All the women were highly adherent to their anti-HIV therapy and none had gonorrhoea, chlamydia or non-specific cervicitis at baseline, although eight did have bacterial vaginosis, three a yeast infection, and one trichomoniasis (for which appropriate therapy was provided). A genital ulcer was also observed in one woman on entry to the study, and in two others during follow-up.

HIV was detectable in both the cervical and vaginal secretions of all the women at baseline. However, two days after starting HIV therapy cervical viral load had fallen from a median of 5,000 copies/ml to 650 copies/ml, and then fell to a median of below 50 copies/ml where it remained for the duration of the study. Median vaginal viral load was 6,000 copies/ml at baseline and fell to a median of 250 copies/ml by day 4 and by day 14 median vaginal shedding of HIV was undetectable.

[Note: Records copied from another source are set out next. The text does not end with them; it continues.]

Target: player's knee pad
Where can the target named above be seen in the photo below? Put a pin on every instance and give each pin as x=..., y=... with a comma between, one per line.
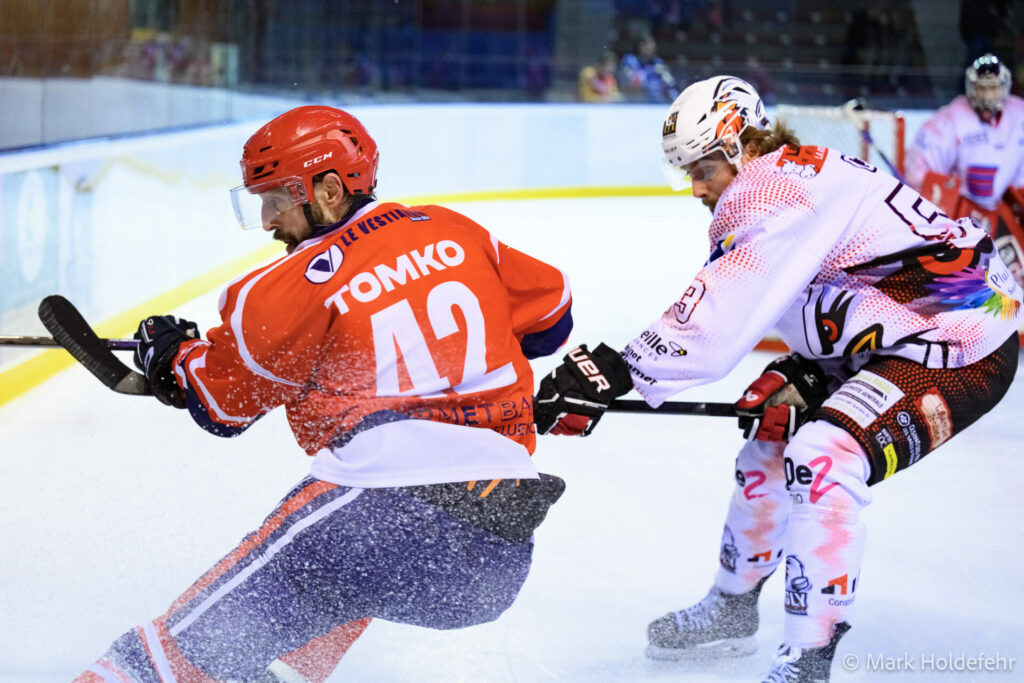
x=827, y=470
x=760, y=473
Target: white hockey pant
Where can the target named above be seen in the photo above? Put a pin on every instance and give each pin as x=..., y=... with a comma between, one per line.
x=800, y=504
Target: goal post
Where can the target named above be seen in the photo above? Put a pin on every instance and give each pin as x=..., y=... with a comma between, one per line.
x=832, y=127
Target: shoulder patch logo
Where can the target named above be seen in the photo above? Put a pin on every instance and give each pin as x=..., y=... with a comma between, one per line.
x=323, y=266
x=805, y=161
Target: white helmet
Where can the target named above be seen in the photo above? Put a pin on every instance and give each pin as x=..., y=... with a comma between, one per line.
x=987, y=84
x=709, y=116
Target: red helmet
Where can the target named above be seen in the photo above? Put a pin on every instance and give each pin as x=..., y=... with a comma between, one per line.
x=306, y=141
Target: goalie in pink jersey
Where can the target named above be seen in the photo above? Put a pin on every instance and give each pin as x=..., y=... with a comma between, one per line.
x=969, y=158
x=902, y=325
x=397, y=341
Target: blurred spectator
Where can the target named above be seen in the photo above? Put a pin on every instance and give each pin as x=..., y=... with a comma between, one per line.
x=597, y=82
x=646, y=75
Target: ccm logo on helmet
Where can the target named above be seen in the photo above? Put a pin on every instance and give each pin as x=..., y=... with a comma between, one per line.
x=589, y=368
x=316, y=160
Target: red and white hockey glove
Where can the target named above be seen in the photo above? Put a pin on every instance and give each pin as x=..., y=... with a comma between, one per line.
x=574, y=395
x=776, y=403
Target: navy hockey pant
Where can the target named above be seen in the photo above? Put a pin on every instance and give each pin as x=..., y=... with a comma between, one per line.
x=327, y=555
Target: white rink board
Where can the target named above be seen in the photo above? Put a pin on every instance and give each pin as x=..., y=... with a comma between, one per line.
x=114, y=505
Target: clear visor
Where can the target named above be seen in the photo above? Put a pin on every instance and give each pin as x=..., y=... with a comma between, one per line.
x=677, y=177
x=259, y=205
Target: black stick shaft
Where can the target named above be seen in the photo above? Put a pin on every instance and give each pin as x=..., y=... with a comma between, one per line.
x=674, y=408
x=49, y=342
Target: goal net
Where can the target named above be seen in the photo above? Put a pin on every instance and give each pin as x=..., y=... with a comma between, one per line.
x=834, y=127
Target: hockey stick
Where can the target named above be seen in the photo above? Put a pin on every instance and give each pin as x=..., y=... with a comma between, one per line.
x=674, y=408
x=71, y=331
x=850, y=110
x=46, y=342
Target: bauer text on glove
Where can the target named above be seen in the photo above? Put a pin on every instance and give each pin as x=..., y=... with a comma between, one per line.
x=159, y=338
x=573, y=396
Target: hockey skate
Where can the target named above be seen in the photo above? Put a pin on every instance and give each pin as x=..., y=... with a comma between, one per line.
x=720, y=626
x=796, y=665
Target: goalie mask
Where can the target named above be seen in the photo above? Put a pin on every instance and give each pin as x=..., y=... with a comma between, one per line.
x=708, y=117
x=281, y=160
x=987, y=84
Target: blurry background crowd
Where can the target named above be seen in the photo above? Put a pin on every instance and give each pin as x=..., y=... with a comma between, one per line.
x=898, y=53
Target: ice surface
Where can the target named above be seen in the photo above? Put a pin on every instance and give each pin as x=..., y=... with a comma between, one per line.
x=113, y=505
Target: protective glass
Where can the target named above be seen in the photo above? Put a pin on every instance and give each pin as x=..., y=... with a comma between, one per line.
x=260, y=204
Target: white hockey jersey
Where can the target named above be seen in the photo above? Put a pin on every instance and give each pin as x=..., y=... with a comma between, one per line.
x=987, y=159
x=844, y=261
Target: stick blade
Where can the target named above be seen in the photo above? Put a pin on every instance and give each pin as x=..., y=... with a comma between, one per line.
x=72, y=331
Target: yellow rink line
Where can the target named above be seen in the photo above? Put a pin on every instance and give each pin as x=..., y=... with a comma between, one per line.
x=37, y=369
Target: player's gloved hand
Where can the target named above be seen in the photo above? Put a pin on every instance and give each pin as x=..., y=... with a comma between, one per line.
x=573, y=396
x=776, y=403
x=159, y=338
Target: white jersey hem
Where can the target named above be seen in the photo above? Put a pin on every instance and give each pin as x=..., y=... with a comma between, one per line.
x=413, y=453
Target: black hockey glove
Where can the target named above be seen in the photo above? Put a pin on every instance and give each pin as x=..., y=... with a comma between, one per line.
x=574, y=395
x=776, y=403
x=159, y=338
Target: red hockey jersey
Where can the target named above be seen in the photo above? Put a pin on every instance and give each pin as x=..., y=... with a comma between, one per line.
x=397, y=343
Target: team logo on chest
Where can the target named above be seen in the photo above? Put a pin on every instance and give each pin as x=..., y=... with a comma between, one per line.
x=323, y=266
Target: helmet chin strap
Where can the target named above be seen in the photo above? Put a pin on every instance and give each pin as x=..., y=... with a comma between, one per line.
x=307, y=211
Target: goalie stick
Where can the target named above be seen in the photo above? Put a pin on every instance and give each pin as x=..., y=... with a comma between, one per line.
x=72, y=331
x=850, y=109
x=674, y=408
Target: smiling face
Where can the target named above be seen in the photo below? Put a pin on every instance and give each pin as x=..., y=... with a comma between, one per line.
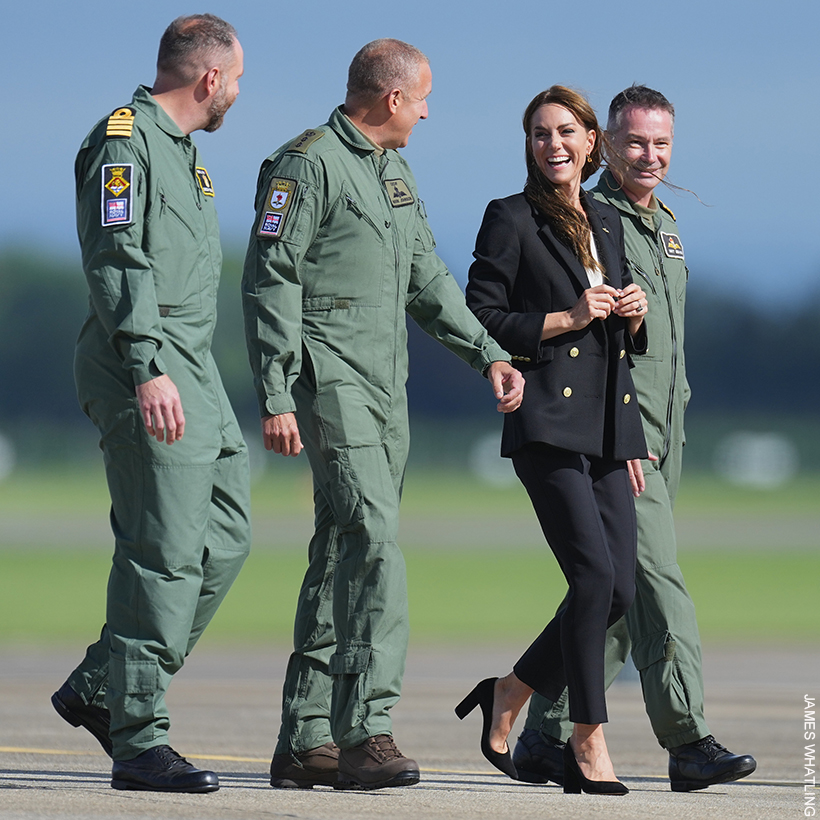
x=642, y=149
x=560, y=145
x=228, y=90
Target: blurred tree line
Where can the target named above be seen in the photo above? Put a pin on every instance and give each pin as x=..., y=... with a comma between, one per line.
x=747, y=366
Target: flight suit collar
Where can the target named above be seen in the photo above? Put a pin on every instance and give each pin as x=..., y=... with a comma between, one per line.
x=149, y=106
x=345, y=128
x=609, y=187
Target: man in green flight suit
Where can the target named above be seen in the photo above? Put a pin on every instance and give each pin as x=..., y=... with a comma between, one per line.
x=660, y=627
x=339, y=252
x=146, y=378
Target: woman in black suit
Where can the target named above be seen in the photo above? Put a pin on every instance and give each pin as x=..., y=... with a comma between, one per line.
x=550, y=284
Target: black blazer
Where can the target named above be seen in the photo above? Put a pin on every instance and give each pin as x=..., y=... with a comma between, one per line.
x=579, y=394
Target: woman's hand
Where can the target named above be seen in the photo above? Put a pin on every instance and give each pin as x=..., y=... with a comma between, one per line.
x=595, y=303
x=632, y=305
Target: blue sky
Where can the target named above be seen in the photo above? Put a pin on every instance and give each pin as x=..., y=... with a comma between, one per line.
x=744, y=77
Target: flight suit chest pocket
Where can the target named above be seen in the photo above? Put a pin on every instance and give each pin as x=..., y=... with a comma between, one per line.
x=353, y=208
x=175, y=241
x=423, y=233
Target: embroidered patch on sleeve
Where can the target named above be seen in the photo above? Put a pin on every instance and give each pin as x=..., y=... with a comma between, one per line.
x=672, y=245
x=277, y=207
x=117, y=194
x=667, y=209
x=398, y=192
x=204, y=180
x=120, y=123
x=305, y=140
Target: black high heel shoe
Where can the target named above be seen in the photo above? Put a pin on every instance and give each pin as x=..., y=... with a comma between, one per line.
x=575, y=782
x=484, y=695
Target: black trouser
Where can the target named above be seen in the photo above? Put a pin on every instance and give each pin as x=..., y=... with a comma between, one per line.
x=587, y=512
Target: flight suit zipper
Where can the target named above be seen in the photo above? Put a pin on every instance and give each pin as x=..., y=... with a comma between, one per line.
x=667, y=441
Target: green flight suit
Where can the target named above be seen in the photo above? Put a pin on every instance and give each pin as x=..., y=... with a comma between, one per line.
x=660, y=627
x=180, y=513
x=340, y=251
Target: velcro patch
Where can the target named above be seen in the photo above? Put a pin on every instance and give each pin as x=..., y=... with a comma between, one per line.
x=667, y=209
x=120, y=123
x=398, y=192
x=305, y=140
x=204, y=180
x=117, y=194
x=277, y=207
x=672, y=246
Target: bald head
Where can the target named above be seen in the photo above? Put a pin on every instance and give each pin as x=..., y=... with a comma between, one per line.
x=380, y=67
x=194, y=44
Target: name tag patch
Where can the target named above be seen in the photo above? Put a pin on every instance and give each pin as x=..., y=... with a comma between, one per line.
x=278, y=204
x=117, y=194
x=672, y=245
x=204, y=180
x=398, y=192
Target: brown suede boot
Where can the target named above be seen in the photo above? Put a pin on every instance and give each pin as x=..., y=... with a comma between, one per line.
x=375, y=764
x=315, y=767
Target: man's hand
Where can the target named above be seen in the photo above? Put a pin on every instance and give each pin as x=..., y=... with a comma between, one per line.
x=281, y=434
x=636, y=478
x=161, y=409
x=508, y=386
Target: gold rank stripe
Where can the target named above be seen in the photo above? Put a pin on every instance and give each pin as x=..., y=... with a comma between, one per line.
x=120, y=123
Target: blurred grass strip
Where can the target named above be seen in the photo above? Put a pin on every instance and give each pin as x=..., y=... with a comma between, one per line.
x=53, y=597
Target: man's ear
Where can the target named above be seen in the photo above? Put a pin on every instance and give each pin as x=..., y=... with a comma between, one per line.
x=212, y=80
x=393, y=100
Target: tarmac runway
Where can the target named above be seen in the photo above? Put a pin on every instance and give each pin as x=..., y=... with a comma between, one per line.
x=224, y=706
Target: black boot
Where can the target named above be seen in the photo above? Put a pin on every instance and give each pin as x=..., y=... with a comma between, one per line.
x=704, y=763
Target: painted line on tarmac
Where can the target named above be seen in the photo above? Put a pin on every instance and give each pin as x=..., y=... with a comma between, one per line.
x=454, y=772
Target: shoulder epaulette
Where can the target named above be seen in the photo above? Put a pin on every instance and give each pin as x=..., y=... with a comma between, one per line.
x=667, y=209
x=120, y=123
x=305, y=140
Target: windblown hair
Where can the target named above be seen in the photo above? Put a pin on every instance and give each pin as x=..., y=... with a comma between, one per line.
x=548, y=198
x=380, y=67
x=193, y=44
x=638, y=96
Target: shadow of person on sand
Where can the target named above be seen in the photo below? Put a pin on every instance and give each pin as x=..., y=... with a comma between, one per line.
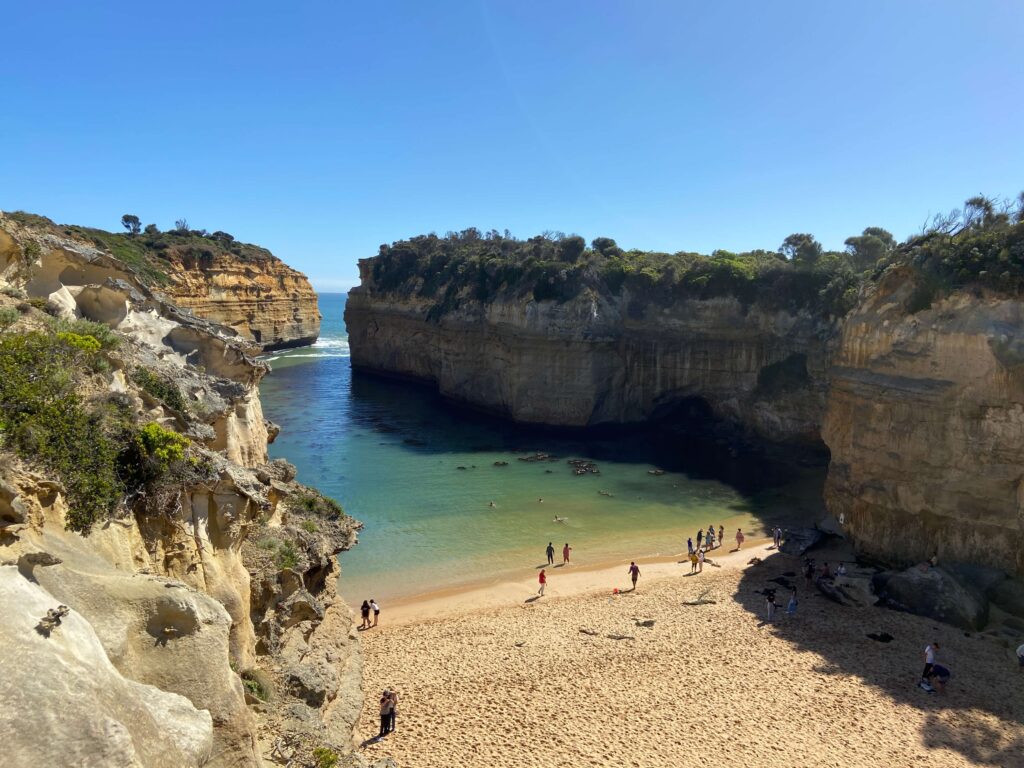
x=823, y=628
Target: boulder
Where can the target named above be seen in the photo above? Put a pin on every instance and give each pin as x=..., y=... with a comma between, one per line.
x=937, y=594
x=798, y=541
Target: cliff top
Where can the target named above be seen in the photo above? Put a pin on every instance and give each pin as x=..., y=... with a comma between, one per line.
x=981, y=245
x=148, y=251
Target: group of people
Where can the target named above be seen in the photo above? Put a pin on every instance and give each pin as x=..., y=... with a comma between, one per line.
x=369, y=605
x=389, y=710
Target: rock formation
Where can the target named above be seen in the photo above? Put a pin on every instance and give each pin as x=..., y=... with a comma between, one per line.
x=204, y=626
x=264, y=300
x=588, y=361
x=926, y=426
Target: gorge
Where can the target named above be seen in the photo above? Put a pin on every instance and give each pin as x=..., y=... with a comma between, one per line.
x=912, y=381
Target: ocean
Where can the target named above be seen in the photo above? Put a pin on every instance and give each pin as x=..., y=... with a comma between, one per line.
x=445, y=499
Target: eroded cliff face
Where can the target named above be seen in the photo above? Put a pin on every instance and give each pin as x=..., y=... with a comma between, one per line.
x=264, y=300
x=588, y=361
x=926, y=426
x=174, y=610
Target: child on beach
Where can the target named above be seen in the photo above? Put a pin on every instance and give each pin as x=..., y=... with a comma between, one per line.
x=634, y=572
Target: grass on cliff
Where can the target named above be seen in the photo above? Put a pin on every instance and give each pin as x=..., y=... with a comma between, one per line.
x=470, y=265
x=93, y=446
x=148, y=253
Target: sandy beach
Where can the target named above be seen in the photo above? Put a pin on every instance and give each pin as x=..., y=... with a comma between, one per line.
x=491, y=677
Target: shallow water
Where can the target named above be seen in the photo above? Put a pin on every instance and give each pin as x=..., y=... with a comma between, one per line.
x=421, y=475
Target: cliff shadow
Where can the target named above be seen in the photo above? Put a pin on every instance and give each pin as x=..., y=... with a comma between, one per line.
x=984, y=684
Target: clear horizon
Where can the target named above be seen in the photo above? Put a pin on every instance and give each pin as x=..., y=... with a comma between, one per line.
x=323, y=132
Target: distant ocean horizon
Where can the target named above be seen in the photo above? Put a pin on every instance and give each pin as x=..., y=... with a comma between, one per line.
x=422, y=474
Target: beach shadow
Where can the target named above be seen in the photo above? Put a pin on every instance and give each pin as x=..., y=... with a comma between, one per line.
x=894, y=667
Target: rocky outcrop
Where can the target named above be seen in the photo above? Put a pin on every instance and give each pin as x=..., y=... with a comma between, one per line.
x=263, y=299
x=590, y=360
x=175, y=615
x=926, y=427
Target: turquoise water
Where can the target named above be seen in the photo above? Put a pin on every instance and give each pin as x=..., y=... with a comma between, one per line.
x=421, y=476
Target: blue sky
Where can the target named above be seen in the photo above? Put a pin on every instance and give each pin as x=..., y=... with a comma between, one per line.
x=323, y=129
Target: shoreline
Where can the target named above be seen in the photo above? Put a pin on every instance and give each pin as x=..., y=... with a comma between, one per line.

Both cervical and vaginal viral load were significantly lower than seen in plasma, the median viral load in blood at baseline being over 300,000 copies/ml, and 1,300 copies/ml at day 28.

However, the investigators noted that seven (35%) women continued to have detectable viral load in their genital secretions at day 28, indicating an ongoing risk of HIV transmission.

A model constructed by the investigators showed that viral load in vaginal secretions fell significantly faster than in blood (p = 0.02).

HIV-infected cells were detected in the cervical secretions of 53% of women at baseline and 26% by day 28. This decline was not statistically significant. However, a statistically significant fall was seen in the number of women with HIV-infected cells in their vaginal secretions from 47% at baseline to 5% at day 28 (p

“This is the first prospective cohort study to offer detailed quantitative assessment of the time course and magnitude of cervical and vaginal HIV-1 suppression among women initiating antiretroviral therapy”, write the investigators, adding, “the study adds substantially to previous cross-sectional analyses, which demonstrated an association between antiretroviral therapy and lower genital levels but did not assess the temporal impact of antiretroviral therapy on this outcome”.

They go on to comment, “steep declines in genital viral levels are likely to represent a rapid decline in infectivity. However, suppression of genital tract HIV-1 shedding was not complete, which may indicate an ongoing risk of transmission to sexual partners.”